Ever see a three-year-old throw a tantrum? Picture him playing some obsessive game. All of his pieces are on the floor and in perfect order. He’s consumed and in a trance, telling himself a story about pirates or soldiers or train crashes. You walk by, friendly and amused—and accidentally knock one of his pieces off its mark.
A quite amazing tantrum ensues, out of all proportion to the accident. It’s absurd, really, considering that all that’s required for perfect order to be restored is that he move that pirate or soldier or train back a few inches and put it in its place. Absurd or not, out of proportion or not, there it is: a real tantrum that no parent has yet figured out how to soothe or interrupt.
It must just run its course. That’s really not so bad, even if happens in a supermarket and embarrasses you no end. But what about its adult versions? Don’t we see foreshadowed in that three-year-old’s tantrum road rage, domestic violence, family feuds, and war? There, in its adult versions, the inability to forestall or interrupt a tantrum has massive effects. Whole mobs go into tantrum mode. Whole countries go into tantrum mode. And nothing known to man can stop them until the tantrum runs its course.
We are all susceptible to these tantrums and they make a bit of a mockery of the idea that we are civilized or that we can adequately get a grip on our mind or our emotions. But isn’t there in fact a split second—the most micro of microseconds—during which that three-year-old, and adults too, allow themselves the indulgence of the tantrum? Isn’t there that briefest of brief moments that, as brief as it is, is nevertheless long enough for that three-year-old to say to himself, “I am going to throw a tantrum now. Here I go!”?
I think we can change our mind in that moment. I think that we can dispute the tantrum. This sounds like, “I am not going to throw a tantrum now.” Our mate may for the millionth time leave a dirty thing in the exact wrong place. We could throw a tantrum or we might murmur, “I am not throwing a tantrum now.” Are you justified in throwing that tantrum? Who can say. But does it serve you to throw that tantrum? Almost certainly not. No three-year-old, after the fact, and after some privilege has been withdrawn or some penalty exacted, has ever said to himself, “That tantrum was so worth it.” Nor has any adult.

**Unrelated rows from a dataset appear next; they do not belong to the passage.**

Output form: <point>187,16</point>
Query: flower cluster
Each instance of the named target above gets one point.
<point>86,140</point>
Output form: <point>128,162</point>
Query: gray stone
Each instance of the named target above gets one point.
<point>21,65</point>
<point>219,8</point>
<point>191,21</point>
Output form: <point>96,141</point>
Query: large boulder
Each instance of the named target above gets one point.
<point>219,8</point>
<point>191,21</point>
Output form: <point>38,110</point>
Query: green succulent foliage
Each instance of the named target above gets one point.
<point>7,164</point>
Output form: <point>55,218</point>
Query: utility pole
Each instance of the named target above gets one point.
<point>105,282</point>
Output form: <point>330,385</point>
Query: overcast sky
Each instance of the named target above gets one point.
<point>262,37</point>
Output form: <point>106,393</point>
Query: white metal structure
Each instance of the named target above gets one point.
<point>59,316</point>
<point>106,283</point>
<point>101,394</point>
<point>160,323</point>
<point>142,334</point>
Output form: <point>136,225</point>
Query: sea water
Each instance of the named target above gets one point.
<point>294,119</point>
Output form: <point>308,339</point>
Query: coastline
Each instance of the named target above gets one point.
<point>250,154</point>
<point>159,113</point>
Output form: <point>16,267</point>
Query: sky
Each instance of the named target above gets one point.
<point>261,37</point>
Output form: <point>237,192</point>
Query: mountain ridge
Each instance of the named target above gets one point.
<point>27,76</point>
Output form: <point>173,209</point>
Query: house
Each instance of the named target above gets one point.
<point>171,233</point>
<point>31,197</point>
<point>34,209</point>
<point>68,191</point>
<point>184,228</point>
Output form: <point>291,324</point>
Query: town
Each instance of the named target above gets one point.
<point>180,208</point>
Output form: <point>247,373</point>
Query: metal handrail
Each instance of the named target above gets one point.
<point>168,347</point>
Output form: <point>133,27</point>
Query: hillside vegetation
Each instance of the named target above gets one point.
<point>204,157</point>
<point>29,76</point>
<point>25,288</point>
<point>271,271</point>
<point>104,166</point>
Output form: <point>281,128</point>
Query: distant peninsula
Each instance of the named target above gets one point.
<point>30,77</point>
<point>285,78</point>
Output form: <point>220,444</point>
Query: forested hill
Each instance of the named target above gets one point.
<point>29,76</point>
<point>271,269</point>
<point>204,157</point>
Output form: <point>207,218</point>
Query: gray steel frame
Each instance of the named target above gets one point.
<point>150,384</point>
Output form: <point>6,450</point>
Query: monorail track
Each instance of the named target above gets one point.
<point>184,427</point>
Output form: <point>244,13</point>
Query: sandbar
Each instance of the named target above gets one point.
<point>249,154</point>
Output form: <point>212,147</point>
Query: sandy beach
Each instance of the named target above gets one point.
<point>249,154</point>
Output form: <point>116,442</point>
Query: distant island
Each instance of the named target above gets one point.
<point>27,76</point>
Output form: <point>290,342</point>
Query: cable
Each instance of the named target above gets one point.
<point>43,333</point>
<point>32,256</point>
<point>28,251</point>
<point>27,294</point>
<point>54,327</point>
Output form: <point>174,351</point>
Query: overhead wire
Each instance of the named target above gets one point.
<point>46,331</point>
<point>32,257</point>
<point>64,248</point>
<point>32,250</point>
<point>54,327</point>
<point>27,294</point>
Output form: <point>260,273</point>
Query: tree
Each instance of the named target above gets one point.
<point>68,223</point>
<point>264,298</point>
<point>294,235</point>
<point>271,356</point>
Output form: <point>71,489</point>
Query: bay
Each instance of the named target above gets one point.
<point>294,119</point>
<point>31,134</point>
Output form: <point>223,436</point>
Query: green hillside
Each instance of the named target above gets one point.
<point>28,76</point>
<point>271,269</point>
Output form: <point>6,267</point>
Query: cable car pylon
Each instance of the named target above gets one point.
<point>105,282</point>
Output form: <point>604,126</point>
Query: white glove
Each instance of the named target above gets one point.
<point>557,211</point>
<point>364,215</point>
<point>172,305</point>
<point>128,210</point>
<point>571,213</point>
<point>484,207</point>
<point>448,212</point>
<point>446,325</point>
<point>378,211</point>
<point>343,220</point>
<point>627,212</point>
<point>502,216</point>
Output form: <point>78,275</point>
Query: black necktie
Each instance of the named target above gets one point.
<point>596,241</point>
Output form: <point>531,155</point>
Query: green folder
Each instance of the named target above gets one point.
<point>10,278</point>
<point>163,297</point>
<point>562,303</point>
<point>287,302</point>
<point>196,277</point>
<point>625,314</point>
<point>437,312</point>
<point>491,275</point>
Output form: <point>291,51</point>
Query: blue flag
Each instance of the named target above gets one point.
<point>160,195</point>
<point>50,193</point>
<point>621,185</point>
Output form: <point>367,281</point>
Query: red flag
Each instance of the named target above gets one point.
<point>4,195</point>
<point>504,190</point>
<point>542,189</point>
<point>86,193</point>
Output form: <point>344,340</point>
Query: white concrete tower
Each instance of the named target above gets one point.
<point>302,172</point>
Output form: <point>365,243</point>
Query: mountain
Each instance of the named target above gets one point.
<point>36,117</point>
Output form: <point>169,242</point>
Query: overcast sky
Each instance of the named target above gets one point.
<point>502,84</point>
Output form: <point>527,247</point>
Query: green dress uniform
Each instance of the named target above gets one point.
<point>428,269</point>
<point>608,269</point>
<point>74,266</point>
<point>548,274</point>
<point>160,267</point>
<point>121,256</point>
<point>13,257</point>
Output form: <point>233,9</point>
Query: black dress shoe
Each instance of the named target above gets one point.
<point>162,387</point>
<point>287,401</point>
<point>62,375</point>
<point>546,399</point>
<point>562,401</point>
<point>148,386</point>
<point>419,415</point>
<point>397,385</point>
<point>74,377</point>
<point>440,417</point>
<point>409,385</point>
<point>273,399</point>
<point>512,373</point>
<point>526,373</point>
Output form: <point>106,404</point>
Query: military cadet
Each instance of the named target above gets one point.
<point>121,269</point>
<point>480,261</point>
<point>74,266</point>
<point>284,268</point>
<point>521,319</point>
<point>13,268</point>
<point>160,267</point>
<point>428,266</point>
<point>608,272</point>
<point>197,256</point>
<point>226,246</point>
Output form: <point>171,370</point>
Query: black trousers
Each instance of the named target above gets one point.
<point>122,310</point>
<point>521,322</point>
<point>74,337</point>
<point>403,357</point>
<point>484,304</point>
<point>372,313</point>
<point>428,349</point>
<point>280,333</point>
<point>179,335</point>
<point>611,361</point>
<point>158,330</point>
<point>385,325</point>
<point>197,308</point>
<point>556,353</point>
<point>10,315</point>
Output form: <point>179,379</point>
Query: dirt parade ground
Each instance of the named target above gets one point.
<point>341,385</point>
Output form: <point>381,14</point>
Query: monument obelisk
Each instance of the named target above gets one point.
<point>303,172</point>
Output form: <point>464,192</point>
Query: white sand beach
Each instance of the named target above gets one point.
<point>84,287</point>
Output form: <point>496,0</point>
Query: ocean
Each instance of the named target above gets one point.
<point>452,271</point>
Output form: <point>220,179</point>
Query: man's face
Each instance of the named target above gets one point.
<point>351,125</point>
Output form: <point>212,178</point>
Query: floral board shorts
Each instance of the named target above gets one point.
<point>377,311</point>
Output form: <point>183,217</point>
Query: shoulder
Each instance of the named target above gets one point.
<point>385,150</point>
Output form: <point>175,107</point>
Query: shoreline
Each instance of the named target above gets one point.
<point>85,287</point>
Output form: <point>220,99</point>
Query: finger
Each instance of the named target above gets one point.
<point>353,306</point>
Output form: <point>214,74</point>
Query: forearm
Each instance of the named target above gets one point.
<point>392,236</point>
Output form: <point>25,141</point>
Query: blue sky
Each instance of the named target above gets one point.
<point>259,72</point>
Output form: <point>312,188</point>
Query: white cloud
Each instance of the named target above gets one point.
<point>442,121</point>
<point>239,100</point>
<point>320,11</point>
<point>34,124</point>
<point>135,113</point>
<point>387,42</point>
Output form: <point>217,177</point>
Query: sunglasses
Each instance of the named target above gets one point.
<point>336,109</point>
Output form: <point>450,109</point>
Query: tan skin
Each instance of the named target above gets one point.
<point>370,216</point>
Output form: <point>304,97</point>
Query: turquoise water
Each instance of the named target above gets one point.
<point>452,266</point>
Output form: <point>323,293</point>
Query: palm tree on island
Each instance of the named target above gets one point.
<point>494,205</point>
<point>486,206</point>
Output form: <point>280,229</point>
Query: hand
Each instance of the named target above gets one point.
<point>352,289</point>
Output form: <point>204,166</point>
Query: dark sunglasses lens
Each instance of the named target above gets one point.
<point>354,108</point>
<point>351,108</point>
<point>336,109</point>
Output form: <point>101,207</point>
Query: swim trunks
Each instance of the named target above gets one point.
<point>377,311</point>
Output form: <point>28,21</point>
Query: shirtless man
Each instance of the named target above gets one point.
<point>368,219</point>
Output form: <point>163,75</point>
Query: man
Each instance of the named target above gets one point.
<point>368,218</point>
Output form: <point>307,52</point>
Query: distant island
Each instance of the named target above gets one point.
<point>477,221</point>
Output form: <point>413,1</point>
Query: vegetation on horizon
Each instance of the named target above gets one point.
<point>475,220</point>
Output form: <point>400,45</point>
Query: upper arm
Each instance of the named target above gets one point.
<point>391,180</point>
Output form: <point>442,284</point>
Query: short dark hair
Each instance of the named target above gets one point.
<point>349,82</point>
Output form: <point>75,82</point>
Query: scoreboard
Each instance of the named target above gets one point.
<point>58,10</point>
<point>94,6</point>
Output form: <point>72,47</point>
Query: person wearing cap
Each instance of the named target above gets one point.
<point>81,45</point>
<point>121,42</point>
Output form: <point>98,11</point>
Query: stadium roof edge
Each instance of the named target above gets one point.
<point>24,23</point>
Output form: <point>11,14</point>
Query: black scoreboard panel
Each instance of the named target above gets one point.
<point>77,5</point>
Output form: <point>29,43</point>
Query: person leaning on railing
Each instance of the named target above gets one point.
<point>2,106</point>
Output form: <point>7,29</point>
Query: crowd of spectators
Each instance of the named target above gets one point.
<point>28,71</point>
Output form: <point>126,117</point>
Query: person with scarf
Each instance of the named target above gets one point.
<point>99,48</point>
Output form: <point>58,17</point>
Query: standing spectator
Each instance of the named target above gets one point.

Sometimes we think, “A tantrum will feel so good!” But does it feel good? This is a serious question. If tantrums actually made you happy, then that would amount to at least one reason to throw them—and quite likely the only reason, since they never gain us anything or make a positive difference. But do they actually make you happy? Can you really say, “I’m so happy I threw that tantrum at work!” or “I’m so happy I threw that tantrum with my sister!” or “I’m so happy I threw that tantrum with that customer service representative!” or “I’m so happy I threw that tantrum while driving!” Did any of those tantrums make you happy?
I think not. But even if they did—even if those absurd, childish explosions provided relief that you experienced as pleasure—even then, it would still be part of your program of brilliant mental health to put into practice a rejection of tantrums. You have an agenda—brilliant mental health—and the reason you opt for that agenda is so that you can live your life purpose choices and influence the creation of meaning. Every tantrum, however good it might possibly feel, robs you of precious time and precious energy that you could be using to live well.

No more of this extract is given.